Eksplozja fajerwerków w Meksyku. Wiele ofiar
W serii eksplozji w miasteczku Tultepec na przedmieściach stolicy Meksyku zginęło co najmniej 29 osób. BBC informuje już, że liczba ofiar wzrosła do 31. Około siedemdziesięciu osób zostało rannych. Niektóre źródła mówią jeszcze o stu osobach poszukiwanych.
Wybuchły fajerwerki sprzedawane na największym w kraju targowisku z tego rodzaju produktami. Na miejscu było wyjątkowo dużo klientów, kupujących materiały pirotechniczne przed świętami i Nowym Rokiem. Targowisko zajmuje obszar wielkości dwóch boisk do piłki nożnej. Cała okolica spowita jest gęstym dymem. Trwa akcja gaśnicza i ratunkowa.
Isidro Sanchez, przedstawiciel służb ratunkowych w Tultepec, powiedział, że ratownicy wciąż przeszukują miejsce zdarzenia i liczba ofiar śmiertelnych może jeszcze wzrosnąć.
Z inicjatywy Czerwonego Krzyża na miejsce zdarzenia wysłano 10 karetek pogotowia z 50 sanitariuszami.

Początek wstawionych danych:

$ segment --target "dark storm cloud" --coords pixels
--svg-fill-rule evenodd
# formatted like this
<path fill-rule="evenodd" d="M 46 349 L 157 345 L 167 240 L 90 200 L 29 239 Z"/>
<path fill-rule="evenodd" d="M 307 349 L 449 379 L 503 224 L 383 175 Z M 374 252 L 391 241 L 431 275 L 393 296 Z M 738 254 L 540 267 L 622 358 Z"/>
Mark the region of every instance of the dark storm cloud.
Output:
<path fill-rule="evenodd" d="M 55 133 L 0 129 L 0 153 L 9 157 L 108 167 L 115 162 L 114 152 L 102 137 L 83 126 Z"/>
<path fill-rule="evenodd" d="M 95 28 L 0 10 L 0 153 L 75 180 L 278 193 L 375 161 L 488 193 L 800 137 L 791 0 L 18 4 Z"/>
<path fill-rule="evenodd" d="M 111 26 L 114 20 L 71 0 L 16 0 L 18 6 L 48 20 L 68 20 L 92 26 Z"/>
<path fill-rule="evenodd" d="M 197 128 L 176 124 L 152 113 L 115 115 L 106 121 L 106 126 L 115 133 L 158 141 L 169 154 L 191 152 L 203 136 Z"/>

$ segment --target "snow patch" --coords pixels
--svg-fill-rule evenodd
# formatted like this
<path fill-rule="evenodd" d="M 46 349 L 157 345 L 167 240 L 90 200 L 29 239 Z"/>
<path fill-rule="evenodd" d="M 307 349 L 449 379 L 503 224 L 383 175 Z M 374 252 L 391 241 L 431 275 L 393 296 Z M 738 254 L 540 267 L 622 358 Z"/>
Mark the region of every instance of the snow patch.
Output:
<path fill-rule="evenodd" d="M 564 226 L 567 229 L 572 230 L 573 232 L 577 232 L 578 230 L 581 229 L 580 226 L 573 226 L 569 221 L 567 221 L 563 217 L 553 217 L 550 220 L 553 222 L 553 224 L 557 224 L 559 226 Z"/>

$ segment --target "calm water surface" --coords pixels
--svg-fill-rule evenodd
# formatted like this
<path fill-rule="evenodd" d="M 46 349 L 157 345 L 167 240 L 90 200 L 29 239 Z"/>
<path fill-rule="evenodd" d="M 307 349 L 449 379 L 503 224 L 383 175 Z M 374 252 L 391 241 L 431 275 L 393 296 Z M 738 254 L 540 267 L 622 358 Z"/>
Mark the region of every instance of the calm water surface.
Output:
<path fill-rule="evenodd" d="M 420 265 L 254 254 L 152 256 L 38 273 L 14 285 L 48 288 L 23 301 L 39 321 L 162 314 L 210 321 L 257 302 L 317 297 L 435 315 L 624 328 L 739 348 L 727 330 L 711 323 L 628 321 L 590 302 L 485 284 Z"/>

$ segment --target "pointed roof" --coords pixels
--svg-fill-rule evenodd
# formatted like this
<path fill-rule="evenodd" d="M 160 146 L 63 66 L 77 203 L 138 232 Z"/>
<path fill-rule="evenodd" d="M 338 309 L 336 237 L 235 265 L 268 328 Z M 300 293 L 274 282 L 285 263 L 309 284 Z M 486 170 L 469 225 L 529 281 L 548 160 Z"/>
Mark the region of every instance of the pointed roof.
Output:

Kondolencje dla rodzin ofiar eksplozji przekazał na Twitterze prezydent Meksyku Enrique Pena Nieto. "Chciałbym złożyć kondolencje rodzinom tych, którzy stracili życie w dzisiejszym wypadku, a wszystkim rannym życzyć szybkiego powrotu do zdrowia" - napisał.
Według informacji przekazanych przez koordynatora akcji ratowniczej Luisa Felipe Puente, w eksplozji zniszczone zostały także pobliskie domy. Puente poprosił mieszkańców, by nie zbliżali się do targowiska, gdzie - jak zaznaczył - wciąż nie jest bezpiecznie. Zaapelował też, by nie utrudniać akcji ratunkowej.
Jak zauważa agencja Associated Press, podobny wypadek na targowisku "San Pablito" miał miejsce w 2005 roku, tuż przed obchodami Święta Niepodległości. Wtedy także rannych zostało wiele osób.